[Candrama] Stanislavsky and Opera - 31st October, online seminar

Paul Fryer paul at paulfryer.me.uk
Mon Oct 7 11:19:37 EDT 2024


*Stanislavsky and Opera:*

*Reflections on the Critical Relevance of Stanislavsky’s Opera Pedagogies*

An online seminar presented by the *S Word* in partnership with the 
*University of Malta.*

*Date:Thursday, 31 October 2024*

*Time:17:30–19:30 (London)*

*18:30 – 20:30 (Malta, Rome, Brussels)*

*10:30–12:30 (Los Angeles)*

*13:30–15:30 (New York)*

*Zoom link: https://universityofmalta.zoom.us/j/94921995406 
<https://universityofmalta.zoom.us/j/94921995406> *(this is a free event 
and registration is not required)*.
*

In May 1922, Stanislavsky staged his first full opera production, 
Tchaikovsky’s /Eugenie Onegin /in a relatively small room at his home in 
Leontyevsky Lane. Contemporary documents suggest that, although the 
staging was modest in scale compared to what would have been produced in 
larger opera houses in Russia and elsewhere, the event was nonetheless 
successful. Pavel Rumyantsev, a young baritone studying with 
Stanislavsky at the time, reports that the opera contained in miniature 
all the essential elements of a complex theatrical production. Until his 
death in 1938, Stanislavsky continued to stage at least one opera every 
year. Yet, despite this constant and uninterrupted engagement with the 
art form at both aesthetic and pedagogical levels, English-speaking 
academia has seldom engaged critically with this aspect of 
Stanislavsky’s activity which ran parallel to his work in spoken 
theatre. As Sharon Carnicke and David Rosen put it, Stanislavsky’s 
operatic pedagogies are left as ‘a mere footnote in the many theatre and 
music histories […] favouring instead his directing and acting of spoken 
plays [...] largely ignoring [...] how Stanislavsky's interest in music 
influenced the development of his theories’ (in R. A. White,/The 
Routledge Companion to Stanislavsky/, 2014: 120–21).

The online seminar seeks to discuss the relevance of engaging with the 
work that Stanislavsky conducted on opera with the aim to initiate a 
more in-depth critical debate around the pedagogies that emerged from 
this work.

A panel of speakers, each intervening to briefly expand on the relevance 
that further critical engagement with Stanislavsky’s operatic pedagogies 
could have on their respective field of research and practice, includes: 
opera and Stanislavsky scholar and editor of the /Stanislavsky and/ … 
series *Professor Paul Fryer*, opera-singer *Soprano Tatiana Lisnic*, 
music and opera critic, and curator of the international programme of 
the Golden Mask Festival *Anton Fleurov*,**opera and music-theatre 
scholar *Professor Nicholas Till*, actress, director, teacher and 
Stanislavsky scholar *Professor Bella Merlin.*

The online seminar will be introduced and convened by *Dr Mario Frendo* 
author of ‘Towards a Pedagogical Vision for Opera: The Musico–Dramatic 
Text and Stanislavsky’s 1922 Staging of /Eugenie Onegin/’ in Aquilina, 
S. (ed.) /Stanislavsky and Pedagogy/, Routledge, 2024).

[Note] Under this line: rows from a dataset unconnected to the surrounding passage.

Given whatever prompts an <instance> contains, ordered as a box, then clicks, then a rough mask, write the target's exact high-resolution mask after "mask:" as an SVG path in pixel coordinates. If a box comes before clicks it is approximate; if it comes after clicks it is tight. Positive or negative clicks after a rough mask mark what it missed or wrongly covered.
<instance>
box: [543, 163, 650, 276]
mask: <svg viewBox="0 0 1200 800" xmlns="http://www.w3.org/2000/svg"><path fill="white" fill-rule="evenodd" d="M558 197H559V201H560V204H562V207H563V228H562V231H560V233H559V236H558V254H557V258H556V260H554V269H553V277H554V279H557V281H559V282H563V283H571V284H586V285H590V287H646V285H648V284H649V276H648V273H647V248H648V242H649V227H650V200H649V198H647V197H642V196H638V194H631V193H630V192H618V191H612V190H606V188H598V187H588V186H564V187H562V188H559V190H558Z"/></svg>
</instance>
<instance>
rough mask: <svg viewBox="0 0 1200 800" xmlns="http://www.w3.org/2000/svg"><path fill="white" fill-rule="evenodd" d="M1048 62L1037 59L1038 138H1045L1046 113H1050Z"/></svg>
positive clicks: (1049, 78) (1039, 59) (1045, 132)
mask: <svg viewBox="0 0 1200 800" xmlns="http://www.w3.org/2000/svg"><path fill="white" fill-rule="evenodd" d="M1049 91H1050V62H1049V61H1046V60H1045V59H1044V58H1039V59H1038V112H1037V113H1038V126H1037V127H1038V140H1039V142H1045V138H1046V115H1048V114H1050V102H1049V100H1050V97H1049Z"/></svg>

This free event is part of the */Stanislavsky And.../ *project 
(published by Routledge, Taylor & Francis).

-- 
Prof. Paul Fryer PhD, FRSA, FHEA.
Visiting Professor, School of Performance and Cultural Industries, University of Leeds.
Visiting Professor, School of Arts and Creative Industries, London South Bank University.
Hon. Visiting Professor, School of Arts and Digital Industries, University of East London.
Co-Director, The Stanislavsky Research Centre.
Founding Editor, Stanislavski Studies and Series Editor, Stanislavsky And...(Routledge/Taylor & Francis).